To the Editor of the Crimson:

Your editorial of June seventh states that Music 1 has solved the problem of the Freshman Reviews by appointing to give them a graduate student who, since he is not connected with the course and does not know the contents of the examination, "has been able to stress without compunction what he considers to be the high points of the course."

Although this is a noble hypothesis, it has unfortunately no foundation in fact. In the first place, the review which I gave at Mid-Years for the Freshmen was done with full and exact knowledge of the contents of the Mid-Year examination (I am an Assistant in Music 1 at Radcliffe). In the second place, it will become apparent after a little reflection that it would be impossible to give a successful review unless one had attended all the lectures in the course and had a knowledge of the contents of the coming examination.

I do not mean by this that the review should be in the nature of a pre-digested meal: It is this type of review to which the Crimson has so rightfully objected in its campaign against the Tutoring Schools. As a matter of fact the Union Committee has perhaps unconsciously sought to avoid this procedure by scheduling the review only thirty-six hours before the examination. It is perfectly apparent that any attempt to do the work of a half year of Music 1 in thirty-six hours would be worse than hopeless.

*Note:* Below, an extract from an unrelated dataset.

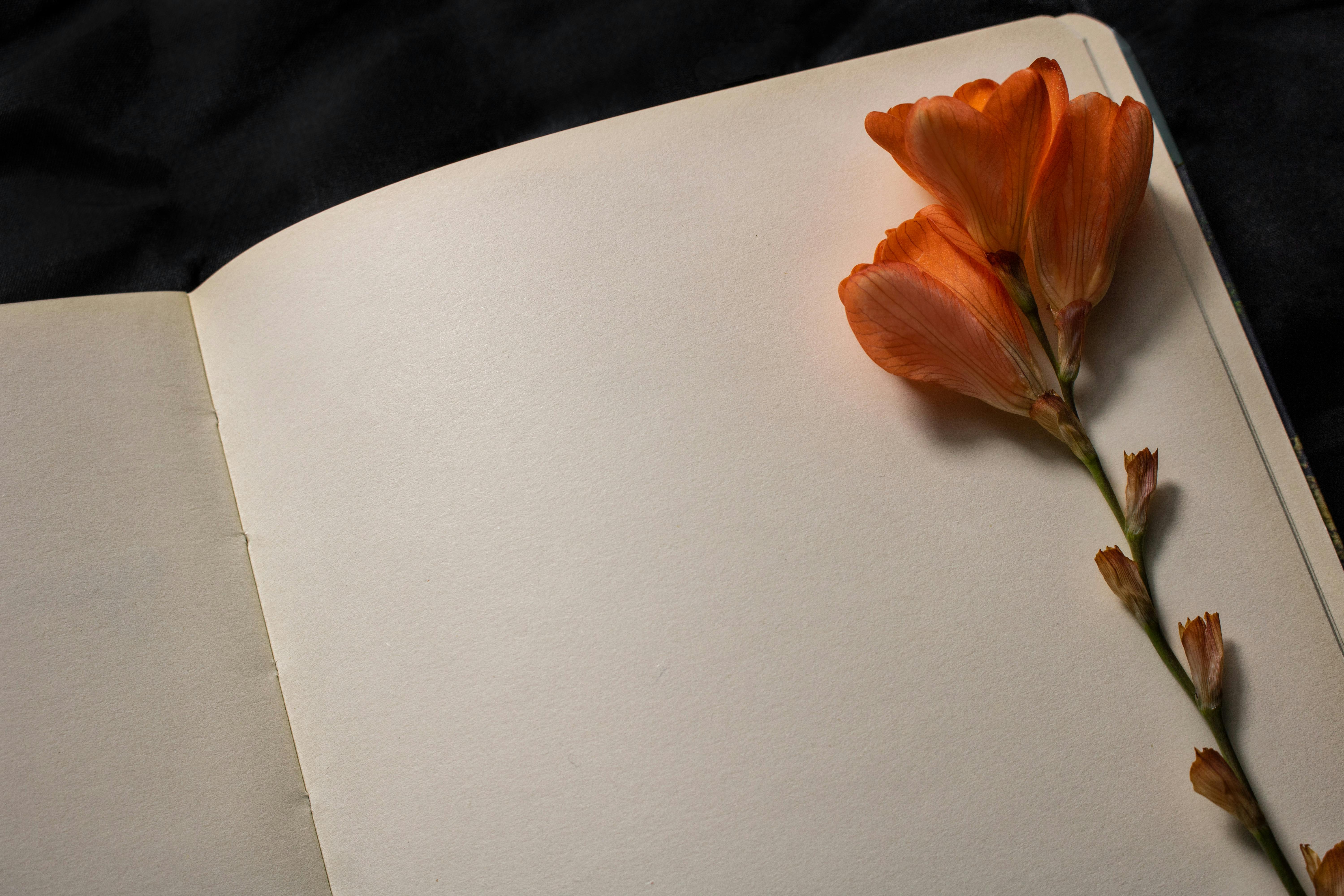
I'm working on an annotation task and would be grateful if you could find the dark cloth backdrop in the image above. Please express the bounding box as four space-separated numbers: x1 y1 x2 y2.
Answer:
0 0 1344 512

The review for Music 1 was merely an attempt to organize material and to point out salient facts about each period in the history of music. This type of review Music 1 was proud to predicate on three important factors: first, that its students were genuinely interested in the course; second, that the instructors had made the subject seem so alive that the students were drawn automatically toward doing the listening; and third, that it would be impossible to pass the type of examination given in Music 1 without having done the listening.

Professor Merriman used to say in History 1 that he thought reviews were valuable only if the students had done their work before going to the Tutoring Schools. Of this hypothesis we of Music 1 are quite sure; and therefore our review becomes both a necessary and a legitimate part of the course.

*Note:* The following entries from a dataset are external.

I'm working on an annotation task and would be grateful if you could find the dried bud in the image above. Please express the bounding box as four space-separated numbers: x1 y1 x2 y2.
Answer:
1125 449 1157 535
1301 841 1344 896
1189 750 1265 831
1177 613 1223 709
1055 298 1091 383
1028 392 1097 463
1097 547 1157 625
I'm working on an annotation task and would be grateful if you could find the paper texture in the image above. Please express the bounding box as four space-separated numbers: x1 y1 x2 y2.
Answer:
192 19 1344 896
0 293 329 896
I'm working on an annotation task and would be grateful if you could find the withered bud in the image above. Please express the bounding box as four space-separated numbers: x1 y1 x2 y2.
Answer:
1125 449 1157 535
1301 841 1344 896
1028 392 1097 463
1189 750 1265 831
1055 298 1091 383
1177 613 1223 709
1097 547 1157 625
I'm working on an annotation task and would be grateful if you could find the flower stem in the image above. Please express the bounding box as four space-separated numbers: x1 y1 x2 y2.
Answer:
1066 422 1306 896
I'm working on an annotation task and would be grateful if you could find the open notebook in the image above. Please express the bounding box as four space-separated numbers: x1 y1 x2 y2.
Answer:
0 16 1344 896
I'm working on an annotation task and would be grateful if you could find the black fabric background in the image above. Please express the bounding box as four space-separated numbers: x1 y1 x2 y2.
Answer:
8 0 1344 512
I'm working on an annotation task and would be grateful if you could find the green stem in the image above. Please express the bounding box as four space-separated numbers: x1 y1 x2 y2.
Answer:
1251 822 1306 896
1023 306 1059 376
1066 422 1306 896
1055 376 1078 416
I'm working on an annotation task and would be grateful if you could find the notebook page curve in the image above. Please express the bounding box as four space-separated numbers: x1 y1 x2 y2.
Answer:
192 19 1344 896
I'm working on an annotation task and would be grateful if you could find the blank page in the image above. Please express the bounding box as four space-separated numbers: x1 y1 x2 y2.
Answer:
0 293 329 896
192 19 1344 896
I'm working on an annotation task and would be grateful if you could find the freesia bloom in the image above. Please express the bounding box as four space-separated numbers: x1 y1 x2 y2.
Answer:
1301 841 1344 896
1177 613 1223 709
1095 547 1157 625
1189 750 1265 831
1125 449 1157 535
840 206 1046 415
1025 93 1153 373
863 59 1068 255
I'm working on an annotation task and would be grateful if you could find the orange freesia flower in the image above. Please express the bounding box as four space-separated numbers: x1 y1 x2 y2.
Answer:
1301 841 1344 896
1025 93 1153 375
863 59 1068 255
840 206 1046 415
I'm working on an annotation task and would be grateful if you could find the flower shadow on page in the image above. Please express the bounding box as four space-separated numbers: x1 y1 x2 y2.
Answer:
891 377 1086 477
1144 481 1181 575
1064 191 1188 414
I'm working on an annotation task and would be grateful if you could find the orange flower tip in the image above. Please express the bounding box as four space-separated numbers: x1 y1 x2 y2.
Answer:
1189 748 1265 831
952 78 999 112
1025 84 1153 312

I shall give the review in the Union tonight with a full and exact knowledge of the contents of the final examination. But what is more important, it will be given with the certainty that the students in attendance have fulfilled Professor Merriman's request. And as a representative both of the Music Department and the Music 1 staff, I shall try to keep in mind Professor Hill's first requirement of a teacher: "Remember that your students are, first of all, human beings." Richard F. French

(Ed note: The Crimson regrets its error as to Mr. French's status in the Department of Music. But the contention that, with only occasional exceptions, instructors have shown themselves unable to "organize material and point out salient facts" still stands. And we have been corroborated by other instructors in our opinion that graduate students familiar with Freshman courses could handle the job efficiently.

Of course the Crimson is not seeking "predigested meals" handed out to lazy students. Our conception of the review's purpose has never varied from Mr. French's. We differ only as to the means to that end.)